Key Figures is one of the more important tabs. Floors are manually assigned a use — for example, office, hotel, restaurant and so on — but can also be divided for multiple uses. But what Key Figures does is provide the metrics relating to land and building usage, with areas defining accommodation schedules, developable land ratios, and so on. These metrics are filed in customisable CSVs and reports are generated.

At the moment, the link to Revit seems to be an email, which sends you a RVT model of your project. The aim is to ultimately deliver blocking-stacking at Level of Development (LoD) 350 data.


How does Skema engage with customers?

We asked co-founder, Richard Harpham, how Skema engages with customers to drive detail model generation in Revit

We engage a customer two ways – they can signup on our website (typical retail SaaS – get in-product support – see the website for features), or they can be an enterprise (Pioneer) customer that helps guide our product roadmap.  For retail customers, we don’t ask for their Revit data.  They are using the product mainly in conceptual design, and with our ‘open source’ concept catalogs to test the Revit generation functionality.

When we engage a Pioneer customer, they expect that we will ask for two to three Revit files for completed projects, for whatever building type they are trying to automate (e.g. multifamily, education, healthcare, hospitality).  We sign an NDA (to protect their Revit data) and then they share the files.

Our R&D and services teams then produce the concept catalogs the architects will use in Skema with their particular Revit ingredients inside.  This started as a manual process, and we are now automating it with a neural network that is our IP, trained on recognising patterns of adjacent spaces in a floor plan.

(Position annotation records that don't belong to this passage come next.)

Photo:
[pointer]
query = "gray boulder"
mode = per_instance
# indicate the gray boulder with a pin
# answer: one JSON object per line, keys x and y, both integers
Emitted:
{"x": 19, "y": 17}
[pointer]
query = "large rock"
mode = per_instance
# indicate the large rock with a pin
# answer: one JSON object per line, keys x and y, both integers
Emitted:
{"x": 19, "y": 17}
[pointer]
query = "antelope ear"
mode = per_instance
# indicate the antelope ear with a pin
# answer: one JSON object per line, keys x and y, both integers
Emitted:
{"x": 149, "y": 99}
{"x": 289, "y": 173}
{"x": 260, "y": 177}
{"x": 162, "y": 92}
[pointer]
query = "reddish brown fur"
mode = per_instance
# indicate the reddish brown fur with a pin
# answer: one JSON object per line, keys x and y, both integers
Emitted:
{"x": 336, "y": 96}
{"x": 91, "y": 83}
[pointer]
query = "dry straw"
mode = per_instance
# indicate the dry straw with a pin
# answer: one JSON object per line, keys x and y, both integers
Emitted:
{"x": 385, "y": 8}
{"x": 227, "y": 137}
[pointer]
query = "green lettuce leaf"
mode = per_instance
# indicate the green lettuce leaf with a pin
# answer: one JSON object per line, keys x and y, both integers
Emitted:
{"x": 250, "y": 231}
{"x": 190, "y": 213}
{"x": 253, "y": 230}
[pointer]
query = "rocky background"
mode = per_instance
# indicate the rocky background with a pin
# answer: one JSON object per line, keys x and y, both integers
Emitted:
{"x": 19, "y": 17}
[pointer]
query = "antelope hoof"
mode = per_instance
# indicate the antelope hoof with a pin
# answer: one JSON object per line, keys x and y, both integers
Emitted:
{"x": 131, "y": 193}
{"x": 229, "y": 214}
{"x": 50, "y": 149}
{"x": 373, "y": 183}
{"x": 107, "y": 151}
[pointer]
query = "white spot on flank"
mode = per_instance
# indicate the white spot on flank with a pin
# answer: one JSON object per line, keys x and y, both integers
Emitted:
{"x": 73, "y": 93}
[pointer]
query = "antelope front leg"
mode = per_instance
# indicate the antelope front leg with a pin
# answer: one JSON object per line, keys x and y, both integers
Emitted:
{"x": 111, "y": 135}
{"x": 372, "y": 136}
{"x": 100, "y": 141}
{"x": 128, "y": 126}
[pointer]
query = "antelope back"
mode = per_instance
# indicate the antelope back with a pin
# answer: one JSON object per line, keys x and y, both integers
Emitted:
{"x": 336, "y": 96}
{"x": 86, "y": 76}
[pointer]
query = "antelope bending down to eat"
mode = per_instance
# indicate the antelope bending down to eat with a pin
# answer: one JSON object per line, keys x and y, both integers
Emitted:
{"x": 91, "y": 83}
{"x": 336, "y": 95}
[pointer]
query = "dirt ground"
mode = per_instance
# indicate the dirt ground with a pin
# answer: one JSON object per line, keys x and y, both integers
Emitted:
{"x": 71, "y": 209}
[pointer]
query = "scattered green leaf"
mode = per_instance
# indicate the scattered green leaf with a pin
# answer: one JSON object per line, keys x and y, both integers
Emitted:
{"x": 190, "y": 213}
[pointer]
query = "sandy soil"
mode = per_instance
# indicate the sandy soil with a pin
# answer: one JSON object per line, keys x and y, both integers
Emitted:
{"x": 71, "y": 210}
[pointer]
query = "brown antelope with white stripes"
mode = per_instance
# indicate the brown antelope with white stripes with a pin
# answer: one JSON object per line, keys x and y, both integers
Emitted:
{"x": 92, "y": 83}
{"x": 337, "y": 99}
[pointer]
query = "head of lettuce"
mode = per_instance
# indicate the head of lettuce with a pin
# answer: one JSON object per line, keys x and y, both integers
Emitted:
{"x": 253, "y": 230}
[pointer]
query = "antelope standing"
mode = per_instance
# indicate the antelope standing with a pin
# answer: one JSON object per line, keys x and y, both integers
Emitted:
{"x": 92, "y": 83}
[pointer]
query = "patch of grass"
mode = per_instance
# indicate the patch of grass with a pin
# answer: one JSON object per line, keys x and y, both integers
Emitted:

While this technology is currently used internally by our team, our intent is to eventually make it a self-service catalog building tool that a BIM manager can use to organize their firms IP.  I don’t really have a target timeframe for this, but we would expect sometime in 2024 to help us scale.

A few important distinctions on our approach.  First, we don’t share any catalog or Revit data from one architect with any other architect (unless they explicitly give us permission for marketing reasons).  Second, we don’t train our AI on the customer’s data.  The neural network I described is pre-trained on the building type before analyzing the customer’s data. As a result, there are no copyright complications with our approach.

While we are preparing their concept catalogs, the services team will set a date for an in-person 1-day charette in the Architects/Pioneers office.  During the charette event, we do in-person onboarding and train the architects staff in how to use Skema to produce/automate the desired building type by using an actual project brief prepared by the customer.  We typically do 2 charettes with Pioneers to onboard their project teams in applying Skema to their projects.

We charge the company the following way:

We have a user license and a project fee model, with the opportunity to pay a platform fee with lower user and project fees in larger accounts (see diagram below).

  • User Licenses: Each user license grants a user all the concept design through Schematic and BIM preview capabilities.
  • Project Fee: Once a design is agreed, the previewed BIM file is exported to the user via an email link for downloading to their server/workstation. Only when a project needs to be delivered in LOD350 does the architect pay for the BIM model

We do this to keep the user license cost low, to ensure it is a low financial burden on a phase of design that does not usually generate fees. But when the LOD model is needed, it is available dramatically earlier, to either secure fee payments and cashflow earlier from the client, or to allow more time to create more accurate BIM deliverables. This way the architect gains and we take a share of that benefit… but only when cashflow is available to pay us.